A tomada de posição de Chalhoub surge no esteio do novo plano migratório que o governo federal anunciou na semana passada. "Ao longo da última semana, o governo anunciou medidas para restringir a migração de haitianos e, ao mesmo tempo, informou estar estudando formas de facilitar a vinda de trabalhadores qualificados provenientes de países da Europa", informa a matéria publicada no O Globo online.

Na verdade, Chalhoub viu continuidade lá onde o governo só quis ver novidade: "Não estou dizendo que os europeus devam ser tratados a pontapés. Mas acolher europeus e criar embaraços maiores para haitianos me parece lamentável. Acho que todos deveriam ser tratados com generosidade, mas, se é para dar prioridade a alguém, vale lembrar que, no caso dos haitianos, se trata de uma emergência humanitária".

A querela entre barrar a entrada de negros e favorecer a entrada de europeus brancos é tão antiga quanto a história do país, que já foi considerado a Terra Santa da "democracia racial". A matéria prossegue dando voz ao especialista: "Em 1890, logo após a abolição da escravatura, uma lei tornou livre a imigração, 'excetuados os indígenas da África ou da Ásia', os quais 'somente mediante autorização do Congresso Nacional poderão ser admitidos'. Do século XVI ao XIX, calcula-se que 4,8 milhões de negros tenham sido trazidos ao Brasil como escravos. No entanto, com a proibição do tráfico e, depois, da própria escravidão, a ideia de receber os negros deixou de ser atrativa".

E se alguém acha que a coisa ficou lá no Séc. XIX, pode ir tirando o cavalinho da chuva. A história da política migratória brasileira está, ao que parece, intimamente ligada ao legado da escravatura no país.
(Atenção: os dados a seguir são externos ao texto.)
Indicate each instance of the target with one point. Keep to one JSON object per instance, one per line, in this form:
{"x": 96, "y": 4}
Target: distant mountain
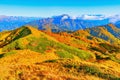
{"x": 67, "y": 23}
{"x": 13, "y": 22}
{"x": 107, "y": 32}
{"x": 28, "y": 53}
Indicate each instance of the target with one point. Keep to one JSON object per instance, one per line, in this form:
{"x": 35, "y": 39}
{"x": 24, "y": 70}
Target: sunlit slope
{"x": 30, "y": 54}
{"x": 31, "y": 38}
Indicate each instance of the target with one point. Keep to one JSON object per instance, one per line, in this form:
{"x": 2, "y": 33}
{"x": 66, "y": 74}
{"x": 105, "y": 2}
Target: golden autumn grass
{"x": 36, "y": 55}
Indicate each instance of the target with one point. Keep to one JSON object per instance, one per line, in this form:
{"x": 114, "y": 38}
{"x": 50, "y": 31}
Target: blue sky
{"x": 46, "y": 8}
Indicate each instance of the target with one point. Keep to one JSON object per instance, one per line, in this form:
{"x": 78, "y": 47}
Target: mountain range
{"x": 58, "y": 23}
{"x": 57, "y": 49}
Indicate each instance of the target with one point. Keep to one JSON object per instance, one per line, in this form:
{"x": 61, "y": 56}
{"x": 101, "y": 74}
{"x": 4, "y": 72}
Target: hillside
{"x": 27, "y": 53}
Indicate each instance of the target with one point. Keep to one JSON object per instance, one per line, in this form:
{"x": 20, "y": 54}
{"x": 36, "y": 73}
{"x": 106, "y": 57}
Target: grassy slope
{"x": 39, "y": 56}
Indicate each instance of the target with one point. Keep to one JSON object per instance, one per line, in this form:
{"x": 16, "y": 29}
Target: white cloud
{"x": 65, "y": 17}
{"x": 93, "y": 17}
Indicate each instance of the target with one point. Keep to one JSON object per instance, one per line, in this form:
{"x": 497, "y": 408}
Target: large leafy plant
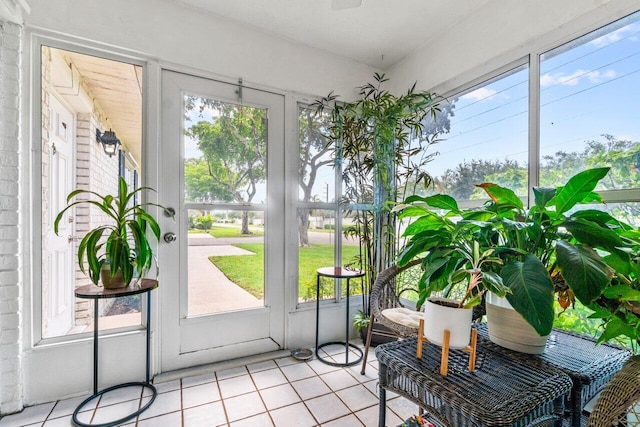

Rica em argumentos, a matéria prossegue citando trechos de documentos governamentais: "Em 1945, no governo de Getúlio Vargas, que, restringiu de maneira geral a entrada de imigrantes por conta de suas políticas nacionalistas, um decreto lei estabelecia que 'atender-se-á, na admissão dos imigrantes, à necessidade de preservar e desenvolver, na composição étnica da população, as características mais convenientes da sua ascendência europeia' ”.

A estocada final no peito da atual política migratória do governo federal é dada pelo professor de Antropologia da Unicamp, Omar Ribeiro Thomaz: "Dizer que 4 mil haitianos é um fluxo migratório é bizarro, esse número é muito baixo". E para sustentar tal argumento, nada melhor do que as próprias estatísticas oficiais: "O Brasil recebeu no ano passado 50 mil estrangeiros, a maioria portugueses, e isso não foi tema de discussão, ao contrário, foi visto como resultado do sucesso do país, que agora está atraindo mão de obra qualificada".

Moral da história: o governo resolveu levar ao pé da letra esta conversa de que o "Haiti não é aqui". Será? Há mais Haitis entre o céu e a terra do que julga a vã política de imigração brasileira.